Hi all,
I was wondering if anyone could tell me why these two implementations of a lattice Boltzmann solver have very different performances (but not results), excuse some of the comments as they code is copied directly from my program:
Implementation 1:
for(l=0;l<19;l++){
Xnew=x-cx[l];
Ynew=y-cy[l];
Znew=z-cz[l];
//Standard Streaming i.e. no implicit periodicity
if(Xnew>=0 && Xnew<Nx && Ynew>=0 && Ynew<Ny && Znew>=0 && Znew<Nz){
stream_coll.f[l]=f[(l*NxPitch*Ny*Nz)+(Znew*Ny*NxPitch)+(Ynew*NxPitch)+Xnew];
}else{
stream_coll.f[l]=f[(l*NxPitch*Ny*Nz)+(z*Ny*NxPitch)+(y*NxPitch)+x];
}
}
//SOME CODE THAT IS IDENTICAL IN BOTH VERSIONS
t1=stream_coll.u*stream_coll.u+stream_coll.v*stream_coll.v+ stream_coll.w*stream_coll.w;
for(l=0;l<19;l++){
t2=stream_coll.u*cx[l]+stream_coll.v*cy[l]+stream_coll.w*cz[l];
f_red[(l*NxPitch*Ny*Nz)+(z*Ny*NxPitch)+(y*NxPitch)+x]=stream_coll.f[l]*(1.0f-omega)+stream_coll.rho*weight[l]*(1.0f+3.0f*t2+4.5f*(t2*t2)-1.5f*t1)*omega;
}
In the second implementation, some values are stored in local memory rather than registers, and I can’t figure out why.

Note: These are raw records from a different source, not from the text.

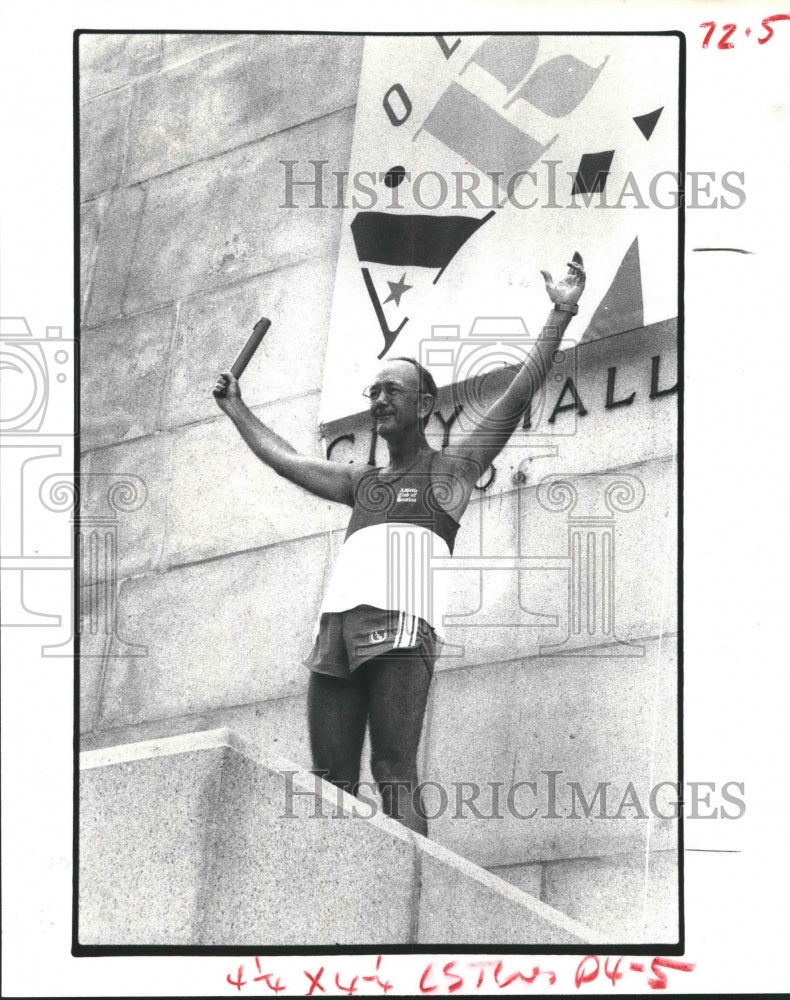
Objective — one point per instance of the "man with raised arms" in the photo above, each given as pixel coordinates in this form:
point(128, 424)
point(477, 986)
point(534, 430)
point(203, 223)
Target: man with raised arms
point(375, 647)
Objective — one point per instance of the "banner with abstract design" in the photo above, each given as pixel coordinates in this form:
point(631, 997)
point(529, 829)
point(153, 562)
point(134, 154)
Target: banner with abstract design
point(478, 161)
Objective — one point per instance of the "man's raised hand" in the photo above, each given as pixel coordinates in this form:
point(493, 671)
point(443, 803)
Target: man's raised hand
point(568, 290)
point(226, 389)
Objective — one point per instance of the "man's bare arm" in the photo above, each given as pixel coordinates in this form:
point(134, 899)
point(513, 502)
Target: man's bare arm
point(492, 429)
point(325, 479)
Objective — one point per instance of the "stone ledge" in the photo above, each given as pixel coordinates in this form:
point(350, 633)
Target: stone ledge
point(316, 885)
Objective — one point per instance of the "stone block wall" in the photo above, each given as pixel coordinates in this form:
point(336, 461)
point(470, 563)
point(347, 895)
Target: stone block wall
point(219, 573)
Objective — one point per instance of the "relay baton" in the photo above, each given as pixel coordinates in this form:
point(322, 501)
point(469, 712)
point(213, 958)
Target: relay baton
point(245, 354)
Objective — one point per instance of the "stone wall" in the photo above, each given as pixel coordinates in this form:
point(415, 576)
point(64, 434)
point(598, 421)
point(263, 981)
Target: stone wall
point(220, 571)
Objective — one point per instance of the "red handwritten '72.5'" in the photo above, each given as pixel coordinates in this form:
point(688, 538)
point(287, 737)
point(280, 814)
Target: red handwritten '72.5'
point(728, 30)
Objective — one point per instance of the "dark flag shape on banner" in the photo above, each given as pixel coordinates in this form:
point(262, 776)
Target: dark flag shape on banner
point(412, 240)
point(489, 159)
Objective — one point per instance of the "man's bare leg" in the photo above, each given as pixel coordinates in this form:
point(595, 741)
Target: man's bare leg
point(397, 686)
point(337, 712)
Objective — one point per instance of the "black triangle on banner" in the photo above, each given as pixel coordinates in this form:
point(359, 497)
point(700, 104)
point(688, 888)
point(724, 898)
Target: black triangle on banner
point(622, 307)
point(646, 123)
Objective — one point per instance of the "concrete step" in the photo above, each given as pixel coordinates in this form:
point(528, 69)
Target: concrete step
point(205, 839)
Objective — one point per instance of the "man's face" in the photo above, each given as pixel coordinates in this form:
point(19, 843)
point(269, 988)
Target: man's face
point(396, 405)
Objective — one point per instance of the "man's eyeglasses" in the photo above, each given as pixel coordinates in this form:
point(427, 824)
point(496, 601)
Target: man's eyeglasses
point(392, 389)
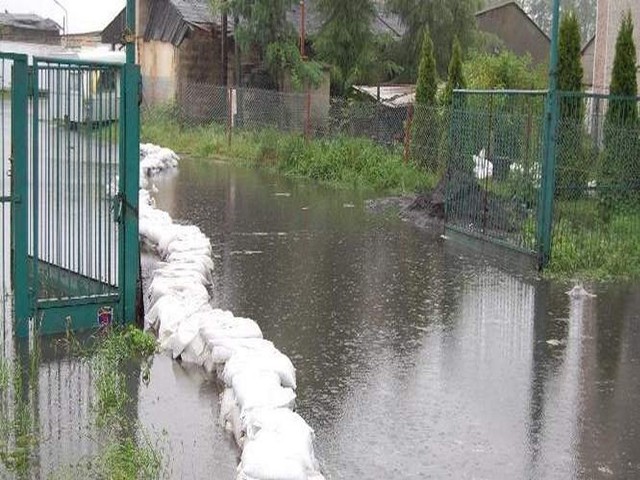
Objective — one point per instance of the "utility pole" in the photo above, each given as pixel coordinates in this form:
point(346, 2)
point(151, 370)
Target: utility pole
point(547, 190)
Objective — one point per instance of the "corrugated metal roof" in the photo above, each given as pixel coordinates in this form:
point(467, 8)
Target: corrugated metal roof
point(171, 20)
point(384, 22)
point(28, 21)
point(390, 95)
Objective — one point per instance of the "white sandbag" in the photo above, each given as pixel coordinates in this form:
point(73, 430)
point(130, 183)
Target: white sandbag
point(269, 360)
point(194, 353)
point(267, 458)
point(230, 416)
point(261, 389)
point(223, 348)
point(291, 427)
point(225, 325)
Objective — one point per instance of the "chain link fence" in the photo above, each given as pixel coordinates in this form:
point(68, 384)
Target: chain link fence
point(493, 178)
point(488, 146)
point(597, 188)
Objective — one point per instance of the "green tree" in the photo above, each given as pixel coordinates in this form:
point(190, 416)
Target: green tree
point(444, 19)
point(455, 79)
point(263, 28)
point(620, 168)
point(345, 39)
point(504, 71)
point(571, 170)
point(426, 131)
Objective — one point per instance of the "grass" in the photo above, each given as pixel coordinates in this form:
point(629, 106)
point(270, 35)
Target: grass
point(344, 162)
point(586, 247)
point(125, 451)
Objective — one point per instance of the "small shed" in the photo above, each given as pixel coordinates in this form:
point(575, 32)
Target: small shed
point(389, 105)
point(517, 30)
point(29, 28)
point(180, 52)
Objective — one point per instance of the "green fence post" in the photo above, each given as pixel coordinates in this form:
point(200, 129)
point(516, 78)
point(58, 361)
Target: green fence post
point(130, 185)
point(545, 207)
point(19, 193)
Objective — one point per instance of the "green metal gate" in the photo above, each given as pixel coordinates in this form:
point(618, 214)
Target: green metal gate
point(75, 176)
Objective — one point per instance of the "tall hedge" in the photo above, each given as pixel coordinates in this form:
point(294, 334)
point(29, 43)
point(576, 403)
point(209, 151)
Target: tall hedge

This is all done with CUDA 5 compiling in compute capability 3.0. Thanks.
It’s a bit hard to see. I assume you are not talking about local memory usage caused by spilling (you can get information about spills from -Xptxas -v)? It seems your code contains a small local array. Such local arrays are by default allocated in local memory (since they are thread local). If the loop with known trip count gets unrolled, indices into that array become compile time constants, and the array elements can be treated like scalars. Data from the local array can thus be placed into registers. This is an optimization. If my hypothesis is correct, you should see significantly higher register usage for the variant that does not use local memory.
There are various heuristics at play. The compiler unrolls loops subject to code size restrictions among other things, but you can try to force it with a #pragma unroll 19. If the local array is too large, or register pressure is high, the compiler will leave the array in local memory rather than using registers even if the indices are all compile-time constant.
You could inspect the intermediate PTX file (retain it with -keep) to check how the two variants get translated.
You were spot on. for whatever reason f is unrolled into registers in the first example but not unrolled and spilled into local memory in the second. Adding the #pragma unroll removed the issue. Many thanks.
Glad to hear it all worked out. Just to clarify, when the compiler decides to leave a thread-local array in local memory, this is not spilling. The output from -Xptxas -v should make that clear, as it specifically states how many bytes were involved in spill operations, in addition to showing local memory usage.
Once the compiler has decided which variables to place into registers it may find out at a later stage that at certain points in the code the number of live variables assigned to registers exceeds the available registers. At such points it temporarily stores out some variables to lcoal memory, then reads them back later. This is spilling. Note that code optimization made by the compiler itself can increase the register pressure, such as the creation of induction variables in loops.